Despite opposition that included the Massachusetts Municipal Authority asking for a veto, Governor Charlie Baker signed House No. 5250, An Act Enabling Partnerships for Growth, also known as the Economic Development Bill, in January 2021. Among other things, the Act encourages certain communities to create multi-family housing districts.

Upton is specifically affected by section 3A under Section 18. Because the town abuts Grafton, Upton is designated as a Massachusetts Bay Transportation Authority (MBTA) adjacent community, since there is a commuter rail station in Grafton. Section 3A, according to a presentation given by Central Massachusetts Regional Planning Commission Assistant Planner Gabe Trevor to the Board of Selectmen on April 19, “encourages designated MBTA communities to adopt zoning districts where multi-family zoning is permitted by-right.”

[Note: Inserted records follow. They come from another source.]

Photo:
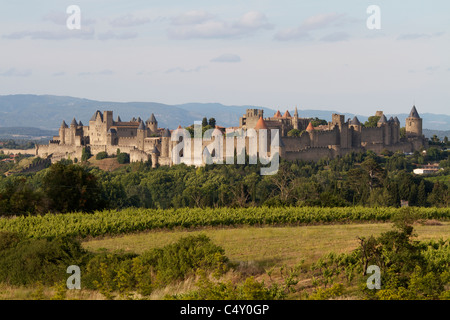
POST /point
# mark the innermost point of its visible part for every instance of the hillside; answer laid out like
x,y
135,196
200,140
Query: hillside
x,y
47,112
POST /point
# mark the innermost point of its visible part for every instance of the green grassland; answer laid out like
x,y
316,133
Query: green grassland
x,y
269,246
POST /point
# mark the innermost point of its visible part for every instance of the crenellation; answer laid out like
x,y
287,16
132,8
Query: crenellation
x,y
144,141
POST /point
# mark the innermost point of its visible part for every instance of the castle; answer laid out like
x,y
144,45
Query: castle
x,y
144,141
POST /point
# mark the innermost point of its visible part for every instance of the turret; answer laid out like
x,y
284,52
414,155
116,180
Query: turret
x,y
295,119
414,123
152,124
165,143
141,135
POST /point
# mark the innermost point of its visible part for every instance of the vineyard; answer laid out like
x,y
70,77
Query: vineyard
x,y
110,222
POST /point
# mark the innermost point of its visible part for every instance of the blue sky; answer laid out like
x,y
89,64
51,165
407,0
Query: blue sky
x,y
276,54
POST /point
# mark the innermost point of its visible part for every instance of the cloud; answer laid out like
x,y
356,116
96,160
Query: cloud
x,y
110,35
182,70
129,20
13,72
415,36
63,34
336,36
205,27
192,17
320,21
60,18
228,57
100,73
292,34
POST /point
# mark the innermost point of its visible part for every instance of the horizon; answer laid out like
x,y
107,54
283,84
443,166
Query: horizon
x,y
330,109
267,54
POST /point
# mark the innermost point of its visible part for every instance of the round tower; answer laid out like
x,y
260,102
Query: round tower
x,y
413,123
152,124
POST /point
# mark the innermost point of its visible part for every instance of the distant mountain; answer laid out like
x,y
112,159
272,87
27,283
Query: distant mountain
x,y
439,133
48,112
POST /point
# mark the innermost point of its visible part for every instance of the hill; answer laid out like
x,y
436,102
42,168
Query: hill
x,y
47,112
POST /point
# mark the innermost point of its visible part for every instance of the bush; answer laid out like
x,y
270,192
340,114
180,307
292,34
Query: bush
x,y
25,262
123,158
101,155
187,255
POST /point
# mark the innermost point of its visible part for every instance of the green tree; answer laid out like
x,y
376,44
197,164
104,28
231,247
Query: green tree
x,y
123,158
212,122
85,154
294,133
71,188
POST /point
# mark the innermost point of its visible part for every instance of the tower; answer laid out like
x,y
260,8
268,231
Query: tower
x,y
62,132
141,135
383,123
165,144
295,119
414,123
152,124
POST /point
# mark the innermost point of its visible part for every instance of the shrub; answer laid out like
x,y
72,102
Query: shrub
x,y
176,261
37,260
101,155
123,158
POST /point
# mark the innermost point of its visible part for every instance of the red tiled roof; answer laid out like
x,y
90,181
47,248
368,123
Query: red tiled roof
x,y
261,124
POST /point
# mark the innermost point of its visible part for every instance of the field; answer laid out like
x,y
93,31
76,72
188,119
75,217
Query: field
x,y
131,220
269,246
265,243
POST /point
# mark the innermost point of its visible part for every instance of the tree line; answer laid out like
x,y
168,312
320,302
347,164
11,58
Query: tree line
x,y
355,179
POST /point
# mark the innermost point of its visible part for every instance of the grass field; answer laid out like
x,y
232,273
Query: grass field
x,y
269,246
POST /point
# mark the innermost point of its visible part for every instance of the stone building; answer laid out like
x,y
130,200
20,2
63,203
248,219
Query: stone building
x,y
144,141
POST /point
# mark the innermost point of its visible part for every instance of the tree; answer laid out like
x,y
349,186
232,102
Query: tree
x,y
422,194
318,122
294,133
123,158
70,188
101,155
85,154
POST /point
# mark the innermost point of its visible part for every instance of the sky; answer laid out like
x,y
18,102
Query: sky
x,y
275,54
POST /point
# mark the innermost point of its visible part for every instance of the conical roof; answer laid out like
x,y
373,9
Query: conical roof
x,y
414,113
355,121
154,150
166,133
152,118
287,114
382,119
261,124
94,117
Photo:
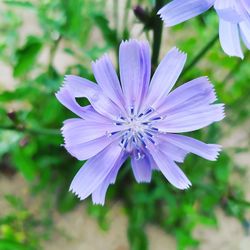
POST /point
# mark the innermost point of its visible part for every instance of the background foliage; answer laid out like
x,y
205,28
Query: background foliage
x,y
30,137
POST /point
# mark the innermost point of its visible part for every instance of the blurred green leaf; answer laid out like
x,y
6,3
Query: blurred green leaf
x,y
27,55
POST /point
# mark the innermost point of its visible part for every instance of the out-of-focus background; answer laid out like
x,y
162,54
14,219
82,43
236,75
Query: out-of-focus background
x,y
40,42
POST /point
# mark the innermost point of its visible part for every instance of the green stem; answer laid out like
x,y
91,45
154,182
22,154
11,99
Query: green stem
x,y
36,131
200,54
157,33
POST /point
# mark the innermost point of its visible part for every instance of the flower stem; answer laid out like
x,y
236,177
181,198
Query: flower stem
x,y
200,54
36,131
157,33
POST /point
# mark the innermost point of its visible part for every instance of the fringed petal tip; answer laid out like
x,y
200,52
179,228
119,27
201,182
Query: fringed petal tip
x,y
133,42
215,151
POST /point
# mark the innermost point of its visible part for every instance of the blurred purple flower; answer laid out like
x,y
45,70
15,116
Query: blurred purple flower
x,y
138,118
234,19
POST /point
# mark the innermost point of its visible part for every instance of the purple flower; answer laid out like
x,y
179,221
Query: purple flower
x,y
234,19
138,118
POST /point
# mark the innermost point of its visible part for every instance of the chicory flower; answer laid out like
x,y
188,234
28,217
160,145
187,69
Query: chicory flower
x,y
234,19
136,118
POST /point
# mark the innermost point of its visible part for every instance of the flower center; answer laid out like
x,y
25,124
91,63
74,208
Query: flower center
x,y
137,129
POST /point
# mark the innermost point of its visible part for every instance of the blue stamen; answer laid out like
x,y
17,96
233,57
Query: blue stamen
x,y
151,140
148,111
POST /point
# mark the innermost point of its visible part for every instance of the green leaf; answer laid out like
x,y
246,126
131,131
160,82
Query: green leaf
x,y
27,55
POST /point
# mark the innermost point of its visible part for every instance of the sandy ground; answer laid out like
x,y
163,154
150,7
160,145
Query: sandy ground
x,y
76,230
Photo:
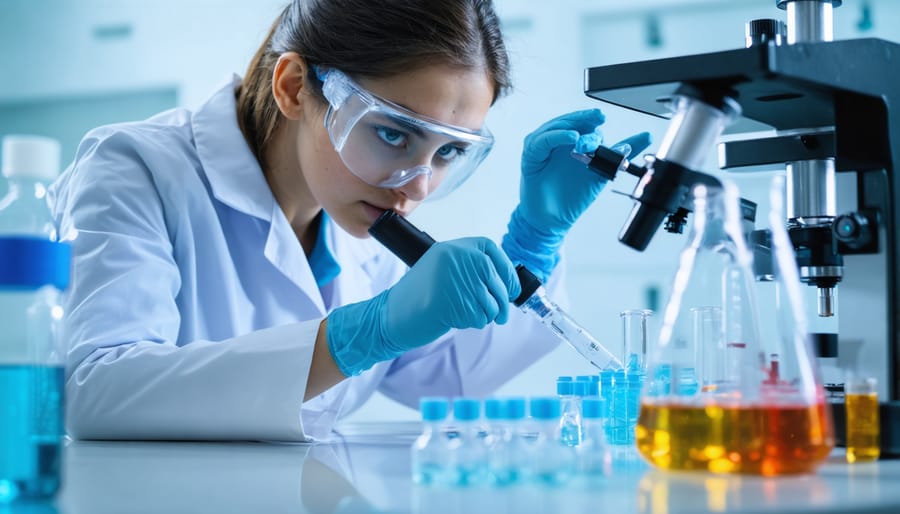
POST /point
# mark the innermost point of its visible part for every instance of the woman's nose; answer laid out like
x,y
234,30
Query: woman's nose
x,y
417,188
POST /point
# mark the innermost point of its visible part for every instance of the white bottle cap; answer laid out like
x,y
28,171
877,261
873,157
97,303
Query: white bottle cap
x,y
34,157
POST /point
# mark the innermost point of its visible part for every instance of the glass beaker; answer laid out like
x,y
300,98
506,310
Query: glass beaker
x,y
739,420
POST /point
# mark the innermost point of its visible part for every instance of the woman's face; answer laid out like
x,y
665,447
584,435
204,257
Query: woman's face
x,y
450,95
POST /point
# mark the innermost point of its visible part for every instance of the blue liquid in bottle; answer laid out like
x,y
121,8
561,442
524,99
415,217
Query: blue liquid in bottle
x,y
31,414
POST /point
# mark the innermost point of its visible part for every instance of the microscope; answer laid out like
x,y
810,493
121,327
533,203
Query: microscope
x,y
830,112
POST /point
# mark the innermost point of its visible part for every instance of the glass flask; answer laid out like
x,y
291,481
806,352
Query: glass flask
x,y
732,385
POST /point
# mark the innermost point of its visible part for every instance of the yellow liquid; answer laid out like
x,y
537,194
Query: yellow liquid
x,y
862,427
759,440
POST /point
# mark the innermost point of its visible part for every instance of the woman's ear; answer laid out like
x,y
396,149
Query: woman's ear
x,y
288,84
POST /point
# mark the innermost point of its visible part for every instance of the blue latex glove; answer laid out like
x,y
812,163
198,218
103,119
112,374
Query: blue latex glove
x,y
556,188
463,283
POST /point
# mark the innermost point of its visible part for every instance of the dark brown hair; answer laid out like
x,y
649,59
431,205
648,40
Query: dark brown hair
x,y
370,38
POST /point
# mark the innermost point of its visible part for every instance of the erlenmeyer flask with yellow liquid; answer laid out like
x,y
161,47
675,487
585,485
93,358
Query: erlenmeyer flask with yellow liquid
x,y
755,404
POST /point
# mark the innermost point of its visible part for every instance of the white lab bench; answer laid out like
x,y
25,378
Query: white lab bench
x,y
367,469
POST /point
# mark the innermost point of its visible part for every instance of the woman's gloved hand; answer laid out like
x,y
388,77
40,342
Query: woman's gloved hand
x,y
463,283
556,188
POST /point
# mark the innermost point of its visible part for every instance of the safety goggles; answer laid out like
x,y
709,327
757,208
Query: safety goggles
x,y
388,146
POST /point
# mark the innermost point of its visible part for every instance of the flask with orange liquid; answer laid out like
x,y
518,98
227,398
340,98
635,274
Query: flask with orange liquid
x,y
759,408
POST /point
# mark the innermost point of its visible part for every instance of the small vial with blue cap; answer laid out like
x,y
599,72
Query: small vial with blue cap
x,y
570,418
594,457
552,461
468,454
430,451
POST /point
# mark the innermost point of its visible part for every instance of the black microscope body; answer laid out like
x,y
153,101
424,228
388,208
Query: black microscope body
x,y
835,107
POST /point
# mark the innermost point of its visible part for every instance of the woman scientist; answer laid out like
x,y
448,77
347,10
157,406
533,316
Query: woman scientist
x,y
223,283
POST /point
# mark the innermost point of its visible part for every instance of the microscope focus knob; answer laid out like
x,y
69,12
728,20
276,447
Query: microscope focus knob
x,y
852,229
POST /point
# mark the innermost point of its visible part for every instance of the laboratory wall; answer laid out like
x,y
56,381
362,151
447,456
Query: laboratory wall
x,y
69,65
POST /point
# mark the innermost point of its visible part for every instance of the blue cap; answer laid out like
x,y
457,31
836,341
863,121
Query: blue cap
x,y
592,408
494,408
544,408
466,409
515,408
434,408
635,379
29,263
580,388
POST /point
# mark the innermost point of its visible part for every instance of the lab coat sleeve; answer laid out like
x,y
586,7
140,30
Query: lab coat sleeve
x,y
126,377
474,362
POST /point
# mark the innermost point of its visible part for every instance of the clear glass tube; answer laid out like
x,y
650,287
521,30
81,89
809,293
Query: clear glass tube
x,y
569,331
634,339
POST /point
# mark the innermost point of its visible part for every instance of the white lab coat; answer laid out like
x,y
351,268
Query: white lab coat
x,y
193,310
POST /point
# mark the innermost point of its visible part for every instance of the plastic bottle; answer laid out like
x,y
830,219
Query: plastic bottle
x,y
34,268
552,461
570,419
468,454
430,451
594,457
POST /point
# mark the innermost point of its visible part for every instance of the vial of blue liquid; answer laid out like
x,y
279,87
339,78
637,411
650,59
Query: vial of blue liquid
x,y
34,269
430,451
570,406
594,457
468,453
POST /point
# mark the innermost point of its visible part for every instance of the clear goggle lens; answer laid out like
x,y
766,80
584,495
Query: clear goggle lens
x,y
388,146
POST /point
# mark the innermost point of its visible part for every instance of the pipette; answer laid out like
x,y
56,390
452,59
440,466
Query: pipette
x,y
409,243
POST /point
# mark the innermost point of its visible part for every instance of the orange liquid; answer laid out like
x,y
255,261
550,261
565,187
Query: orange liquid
x,y
862,427
759,440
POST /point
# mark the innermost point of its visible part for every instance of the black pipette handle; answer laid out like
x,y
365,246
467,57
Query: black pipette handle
x,y
409,244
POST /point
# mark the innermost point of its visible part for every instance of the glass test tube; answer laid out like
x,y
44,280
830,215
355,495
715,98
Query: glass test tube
x,y
569,330
634,339
707,330
863,434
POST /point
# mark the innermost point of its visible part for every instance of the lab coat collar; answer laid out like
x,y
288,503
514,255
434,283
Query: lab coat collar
x,y
234,174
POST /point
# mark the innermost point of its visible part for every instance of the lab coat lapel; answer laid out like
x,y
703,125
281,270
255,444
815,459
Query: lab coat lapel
x,y
284,251
236,179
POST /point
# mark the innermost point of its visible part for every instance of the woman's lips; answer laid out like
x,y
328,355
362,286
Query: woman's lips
x,y
374,211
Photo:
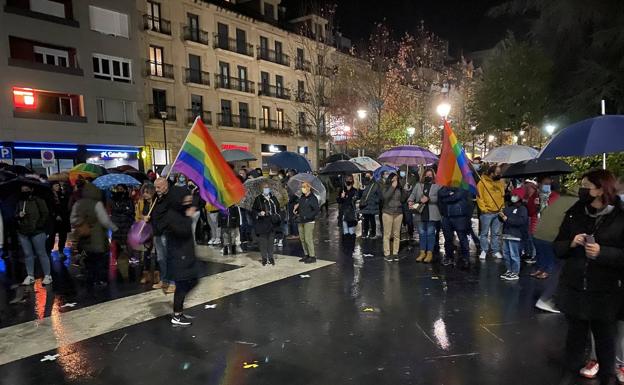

To comply with Section 3A, a district must encompass at least 50 acres of land, with a minimum density of 15 units per acre. While overlay districts are allowed, “one part of the district must contain at least 25 contiguous acres and no part can contain less than five contiguous acres of land.”

The number of multi-family housing units must be equal to or greater than the total number of housing units in Upton. In 2020, Upton had 2,995 housing units, so the town would be required to have 299 multi-family units. Since 50 acres at a density of 15 units per acre would be 750 multi-family units, a single complying district would fulfill this requirement.

The town is permitted to require approval of site plans, but this may not be used to deny a project or set conditions that would make it “infeasible or impractical to build.” Restrictions on age, size of units, number and size of bedrooms, and number of occupants are not allowed.

Trevor displayed photos of multi-family communities in Westwood, Norfolk, Sudbury, and Lexington to show some of the possibilities for what a multi-family community might look like, along with illustrations from “The Urbanist” showing how a district might include townhouses, carriage houses, duplexes, and suburban and garden lofts.

Failure to comply with the new legislation would make Upton ineligible to apply for state funding from the MassWorks infrastructure program, the Housing Choice Initiative, and the Local Capital Projects Fund. According to Trevor’s presentation, the Division of Housing and Community Development (DHCD) “may, at its discretion, take non-compliance into consideration when making other discretionary grant awards. “The deadline for adopting the new zoning is December 31, 2023.